渡邊オフィスの留学生たちの留学期間はかなり長く、平均して5~6年。彼らがあらゆる局面を乗り切りながら留学生活を謳歌し全うする中で、時には若者らしい失敗から停学処分を受けてしまう、な~んていうことも、もちろん皆無ではありません。渡邊オフィスの留学生が停学となった時は、基本的にはホストファミリー宅で謹慎となるのですが、先日、イギリス政府が、「停学中の生徒を校内に留めよう」との方針を打ち出して議論を呼んでいる、との記事を目にしました。 校内に留めるとは、つまり、“停学しても家には帰さない”ということですが、通常の授業などには出席させないわけですから、自習を課すなどの措置が施されることになるのでしょうか・・・。この方針を打ち出した背景には、停学による学習機会の深刻な損失を減らしたい、といった理由の他、停学中にやることがない子どもがSNSやゲームに終始してしまうという親の悩み、なども関与しているようです。この流れは今のところ公立校が中心ですが、いずれ私立校にも波及しないとも限りません。

もしそうなった場合、ボーディングスクールはむしろ強みを発揮します。というのも、もし本当に自宅謹慎が“校内謹慎‘に変わったとしても、寮スタッフ、専用の学習室、カウンセラーなど、校内で生徒を支える体制がすでに整ったボーディングスクールには、しっかり対応できる準備があるからです。生活も学習も継続しながら指導できるという点では、ボーディング校は“校内停学処分の先輩”とも言えるのかもしれません。
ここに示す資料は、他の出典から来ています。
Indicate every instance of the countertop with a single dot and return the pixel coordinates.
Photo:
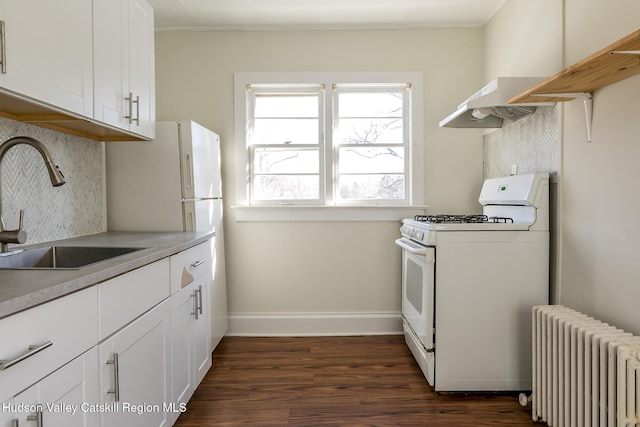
(23, 289)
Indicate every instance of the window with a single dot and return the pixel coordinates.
(284, 139)
(329, 139)
(370, 143)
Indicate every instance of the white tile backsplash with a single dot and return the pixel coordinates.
(51, 213)
(530, 143)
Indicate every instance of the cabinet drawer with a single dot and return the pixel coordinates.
(126, 297)
(70, 324)
(189, 265)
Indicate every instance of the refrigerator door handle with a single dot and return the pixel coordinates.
(188, 167)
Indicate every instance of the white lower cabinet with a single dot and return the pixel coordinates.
(135, 371)
(190, 322)
(128, 352)
(65, 398)
(191, 332)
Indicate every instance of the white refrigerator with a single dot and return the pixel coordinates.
(172, 183)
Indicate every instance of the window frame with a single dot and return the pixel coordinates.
(406, 143)
(280, 89)
(330, 209)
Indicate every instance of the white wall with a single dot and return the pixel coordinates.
(324, 267)
(601, 232)
(598, 261)
(524, 39)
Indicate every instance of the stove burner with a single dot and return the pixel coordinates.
(460, 219)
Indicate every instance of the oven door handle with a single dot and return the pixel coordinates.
(411, 247)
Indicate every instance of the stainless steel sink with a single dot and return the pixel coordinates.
(53, 257)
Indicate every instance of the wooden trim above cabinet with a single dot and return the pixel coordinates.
(15, 107)
(592, 73)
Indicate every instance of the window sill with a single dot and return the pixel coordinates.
(325, 213)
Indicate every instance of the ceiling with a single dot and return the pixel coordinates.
(321, 14)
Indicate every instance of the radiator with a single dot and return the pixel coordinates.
(585, 372)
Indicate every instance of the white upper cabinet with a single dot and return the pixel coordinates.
(48, 52)
(124, 70)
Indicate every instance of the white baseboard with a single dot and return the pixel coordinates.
(318, 324)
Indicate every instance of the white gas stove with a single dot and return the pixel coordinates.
(476, 277)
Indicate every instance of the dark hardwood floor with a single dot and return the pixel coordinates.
(333, 381)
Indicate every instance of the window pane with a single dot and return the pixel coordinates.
(278, 161)
(285, 131)
(361, 187)
(371, 160)
(286, 105)
(370, 131)
(371, 104)
(286, 187)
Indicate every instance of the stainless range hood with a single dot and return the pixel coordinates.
(489, 106)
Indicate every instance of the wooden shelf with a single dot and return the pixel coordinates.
(25, 110)
(592, 73)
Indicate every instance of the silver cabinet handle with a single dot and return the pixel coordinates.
(195, 304)
(116, 377)
(3, 50)
(197, 263)
(37, 418)
(33, 349)
(130, 116)
(137, 102)
(131, 102)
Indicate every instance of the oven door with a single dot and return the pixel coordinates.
(418, 303)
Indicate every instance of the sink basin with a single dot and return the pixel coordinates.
(61, 257)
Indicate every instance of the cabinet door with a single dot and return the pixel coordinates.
(111, 61)
(142, 68)
(124, 68)
(202, 330)
(64, 397)
(138, 382)
(183, 305)
(48, 51)
(190, 338)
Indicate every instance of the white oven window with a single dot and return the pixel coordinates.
(418, 278)
(414, 285)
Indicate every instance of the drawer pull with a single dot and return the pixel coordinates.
(116, 377)
(197, 263)
(195, 304)
(199, 298)
(33, 349)
(37, 418)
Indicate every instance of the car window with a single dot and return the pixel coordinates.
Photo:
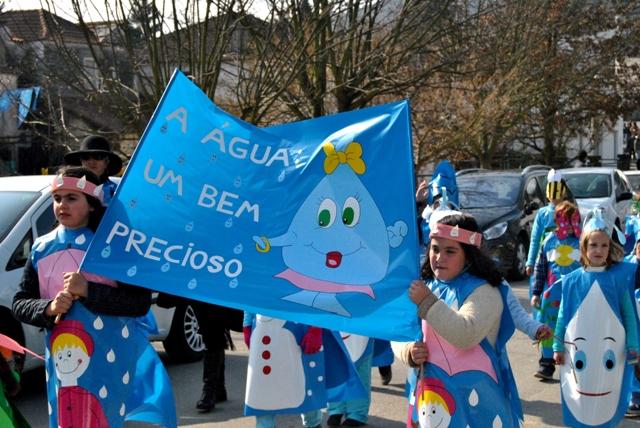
(589, 185)
(477, 191)
(14, 205)
(621, 184)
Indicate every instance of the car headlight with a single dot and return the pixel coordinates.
(495, 231)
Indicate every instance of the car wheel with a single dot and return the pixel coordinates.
(519, 260)
(184, 342)
(10, 327)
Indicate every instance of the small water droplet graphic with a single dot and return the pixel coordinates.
(473, 398)
(497, 422)
(98, 324)
(132, 271)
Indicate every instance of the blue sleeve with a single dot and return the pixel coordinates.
(558, 339)
(540, 273)
(534, 243)
(247, 319)
(630, 322)
(522, 320)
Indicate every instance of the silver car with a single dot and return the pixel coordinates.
(600, 186)
(26, 214)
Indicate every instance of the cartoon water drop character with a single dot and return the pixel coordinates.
(337, 241)
(592, 374)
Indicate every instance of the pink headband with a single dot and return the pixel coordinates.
(78, 185)
(457, 234)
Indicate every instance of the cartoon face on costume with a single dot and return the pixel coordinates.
(565, 255)
(71, 362)
(433, 415)
(340, 235)
(592, 375)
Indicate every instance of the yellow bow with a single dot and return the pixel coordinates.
(351, 156)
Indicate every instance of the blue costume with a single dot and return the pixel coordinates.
(471, 387)
(558, 257)
(361, 352)
(598, 323)
(118, 376)
(109, 189)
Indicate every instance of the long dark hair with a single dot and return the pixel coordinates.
(478, 264)
(98, 209)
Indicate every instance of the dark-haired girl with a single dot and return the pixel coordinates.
(466, 325)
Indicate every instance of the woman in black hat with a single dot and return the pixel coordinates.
(96, 155)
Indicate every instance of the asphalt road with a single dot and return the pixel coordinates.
(540, 400)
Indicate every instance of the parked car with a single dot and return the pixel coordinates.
(504, 203)
(600, 186)
(634, 179)
(26, 214)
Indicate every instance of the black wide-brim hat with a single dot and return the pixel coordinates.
(95, 144)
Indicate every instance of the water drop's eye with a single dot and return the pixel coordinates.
(609, 360)
(580, 360)
(326, 213)
(351, 212)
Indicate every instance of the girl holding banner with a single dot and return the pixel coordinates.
(461, 375)
(97, 358)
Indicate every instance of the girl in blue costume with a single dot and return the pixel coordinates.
(560, 255)
(293, 368)
(51, 285)
(461, 375)
(596, 330)
(556, 191)
(634, 396)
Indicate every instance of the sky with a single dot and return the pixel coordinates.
(94, 9)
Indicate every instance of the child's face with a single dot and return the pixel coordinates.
(598, 248)
(446, 258)
(71, 208)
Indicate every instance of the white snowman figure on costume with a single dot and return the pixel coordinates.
(275, 353)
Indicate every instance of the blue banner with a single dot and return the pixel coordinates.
(312, 221)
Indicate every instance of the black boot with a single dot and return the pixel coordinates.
(210, 370)
(220, 388)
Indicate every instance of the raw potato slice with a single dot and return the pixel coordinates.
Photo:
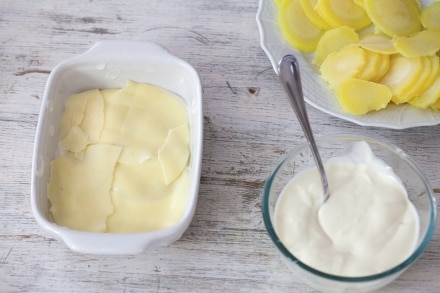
(401, 76)
(377, 43)
(343, 12)
(358, 97)
(436, 105)
(431, 92)
(139, 213)
(297, 28)
(79, 191)
(430, 16)
(340, 65)
(333, 40)
(423, 43)
(394, 17)
(423, 81)
(309, 10)
(373, 63)
(174, 153)
(382, 69)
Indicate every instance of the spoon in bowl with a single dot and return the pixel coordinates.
(291, 80)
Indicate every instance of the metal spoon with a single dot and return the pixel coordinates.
(291, 81)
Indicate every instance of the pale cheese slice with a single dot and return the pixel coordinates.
(93, 120)
(75, 140)
(82, 120)
(138, 118)
(73, 113)
(142, 202)
(174, 153)
(79, 190)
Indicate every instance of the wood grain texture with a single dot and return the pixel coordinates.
(248, 126)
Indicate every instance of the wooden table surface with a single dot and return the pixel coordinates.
(248, 126)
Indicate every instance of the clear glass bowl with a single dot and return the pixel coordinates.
(419, 192)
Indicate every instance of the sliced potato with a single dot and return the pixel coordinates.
(430, 16)
(297, 28)
(373, 63)
(340, 65)
(430, 91)
(378, 43)
(343, 12)
(313, 15)
(423, 43)
(394, 17)
(333, 40)
(401, 76)
(358, 97)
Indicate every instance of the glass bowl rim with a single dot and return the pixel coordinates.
(396, 269)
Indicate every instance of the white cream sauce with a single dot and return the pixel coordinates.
(368, 224)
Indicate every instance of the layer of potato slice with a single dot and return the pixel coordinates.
(340, 65)
(423, 43)
(430, 16)
(373, 65)
(343, 12)
(310, 11)
(378, 43)
(358, 97)
(401, 76)
(333, 40)
(297, 28)
(394, 17)
(429, 91)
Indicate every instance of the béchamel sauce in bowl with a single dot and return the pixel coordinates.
(378, 220)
ただ、ひとつ気になる点があります。自宅謹慎には、家庭で向き合う時間があるということです。子どもが過ちを犯したとき、親が真正面から向き合い、時には話しにくいテーマにも踏み込んで、一緒に考える。この“腹を割って話す時間”は、子どもにとって大きな意味を持ちます。留学生の場合は、それが普段より長い親とのビデオ通話だったり、謹慎中にお世話になっているホストファミリーとの対話だったりします。(渡邊オフィスの留学生の場合は、これに『渡邊オフィススタッフとのビデオ通話』が加わることも!)“校内謹慎”にもメリットはありますが、家庭での対話が完全に失われてしまうのはどうだろうと感じるのです。子どもが本当に反省し、次に進もうと思える瞬間は、案外“親の顔を見たとき”に訪れるものではないでしょうか。

停学の扱いは「学校だけ」「家庭だけ」ではなく、両者が役割を分担しながら支えるのが理想です。ボーディングスクールはその両方を実現しやすい環境にあるものの、慎重に議論されるべきものではないか思います。